2. Data flows are structured and described. In fact, the integration logic becomes visible as the document flows.

3. The next advantage is the presence of documentation. This is good for debugging – we can see every step of the logic execution, find the point of error, and remove the data, correct it, and repeat the logic execution from the place of the error.

4. Integrations can be stored in GitHub repositories and deployed.

5. Low Code development from Logic Apps is easy to use, cloud-based, inexpensive, and scalable.

Cons of low code development by Logic Apps

1. It is bound to Azure, although Microsoft recently announced the ability to run it in its Docker container.
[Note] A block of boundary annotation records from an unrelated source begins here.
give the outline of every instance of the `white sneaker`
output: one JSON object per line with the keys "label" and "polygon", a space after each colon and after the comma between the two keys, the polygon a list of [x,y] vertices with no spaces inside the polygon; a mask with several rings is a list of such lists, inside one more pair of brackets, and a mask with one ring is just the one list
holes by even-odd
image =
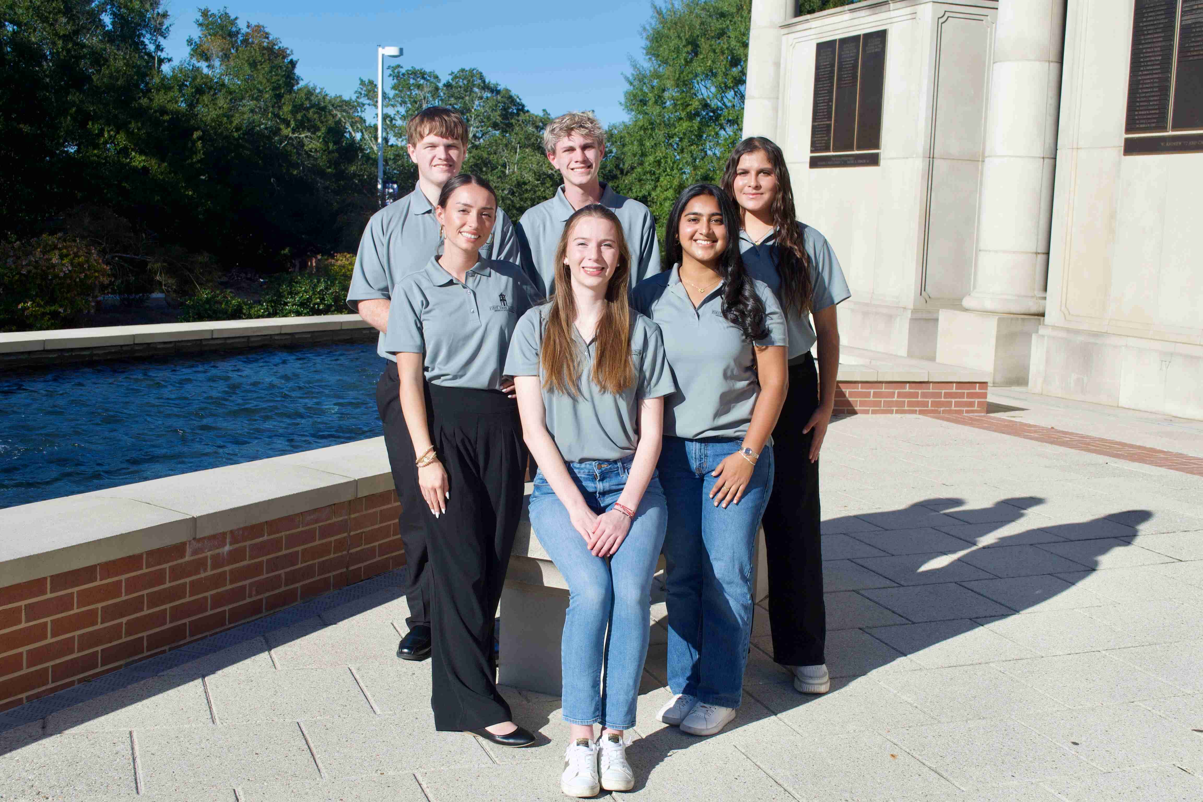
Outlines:
{"label": "white sneaker", "polygon": [[608,791],[629,791],[635,788],[635,772],[627,762],[627,742],[617,732],[604,732],[598,738],[598,764],[602,788]]}
{"label": "white sneaker", "polygon": [[698,703],[697,696],[691,696],[689,694],[676,694],[669,700],[669,703],[660,708],[660,712],[656,714],[656,718],[669,724],[671,726],[680,726],[685,717],[689,714],[693,706]]}
{"label": "white sneaker", "polygon": [[698,702],[689,715],[681,721],[681,731],[689,735],[715,735],[721,732],[728,721],[735,718],[734,707]]}
{"label": "white sneaker", "polygon": [[800,694],[825,694],[831,690],[831,675],[826,665],[793,666],[794,688]]}
{"label": "white sneaker", "polygon": [[576,797],[595,796],[602,790],[598,784],[598,747],[588,738],[576,738],[568,744],[559,790]]}

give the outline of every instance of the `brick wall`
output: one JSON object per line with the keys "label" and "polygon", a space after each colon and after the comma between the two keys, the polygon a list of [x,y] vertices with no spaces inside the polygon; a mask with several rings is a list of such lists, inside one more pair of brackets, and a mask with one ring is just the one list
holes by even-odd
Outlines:
{"label": "brick wall", "polygon": [[986,382],[841,381],[836,415],[985,414]]}
{"label": "brick wall", "polygon": [[392,491],[0,588],[0,711],[405,564]]}

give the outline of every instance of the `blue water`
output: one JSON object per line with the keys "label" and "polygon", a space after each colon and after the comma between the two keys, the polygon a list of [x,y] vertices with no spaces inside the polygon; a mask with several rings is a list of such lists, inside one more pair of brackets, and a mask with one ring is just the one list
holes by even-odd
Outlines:
{"label": "blue water", "polygon": [[372,344],[0,373],[0,507],[380,434]]}

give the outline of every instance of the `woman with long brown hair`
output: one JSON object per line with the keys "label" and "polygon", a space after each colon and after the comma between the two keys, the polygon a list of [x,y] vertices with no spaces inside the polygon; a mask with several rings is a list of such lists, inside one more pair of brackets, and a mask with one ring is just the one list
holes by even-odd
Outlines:
{"label": "woman with long brown hair", "polygon": [[659,328],[628,304],[629,273],[614,212],[577,209],[559,237],[551,301],[518,321],[505,361],[539,464],[531,528],[570,594],[562,695],[571,742],[559,786],[577,797],[634,788],[623,733],[635,725],[666,519],[656,462],[674,384]]}
{"label": "woman with long brown hair", "polygon": [[[443,185],[443,253],[393,289],[384,347],[397,355],[431,570],[431,707],[438,730],[503,747],[534,736],[510,720],[493,670],[493,616],[522,516],[517,404],[503,373],[535,290],[511,262],[484,259],[497,195],[476,176]],[[416,513],[416,510],[414,511]]]}
{"label": "woman with long brown hair", "polygon": [[[799,691],[825,694],[831,681],[824,654],[819,450],[840,370],[835,307],[851,292],[830,243],[796,219],[786,158],[771,139],[749,137],[735,145],[723,188],[740,207],[740,251],[748,275],[776,293],[789,329],[789,394],[772,432],[781,458],[764,513],[772,659],[790,667]],[[817,373],[811,356],[816,341]]]}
Virto Commerce has customers who have chosen to use DellBoomi, and there are other environments in use as well.

2. From a developer’s view of Logic Apps, it might seem like the point-to-point architecture is faster and easier to create in code.

Neutral - Low Code development by Logic Apps: 

1. It is not necessarily easy to use Logic Apps for middleware integrations.

2. Low Code has its limits of applicability; complex business logic requires a programmer to work on it. On the other hand, it's good when there are such boundaries.

3. It is necessary to learn how to use and properly configure Logic Apps in Azure, especially error-handling policies and monitoring.

4. It is a necessity to document integrations like data flow and control dependencies.

5. Not all systems are API ready; others do not work correctly for asynchronous scripts. This is especially true for finding changed objects or throwing webhooks.

6. Since integrating systems with intermediate states is required, scripts can be divided into initial bulk loading and subsequent synchronization by time or events.


Using Azure Logic Apps, we are aiming to reduce the cost of development and time to market for implementation partners as much as possible. This will be a great achievement in terms of applying low-code service in ecommerce.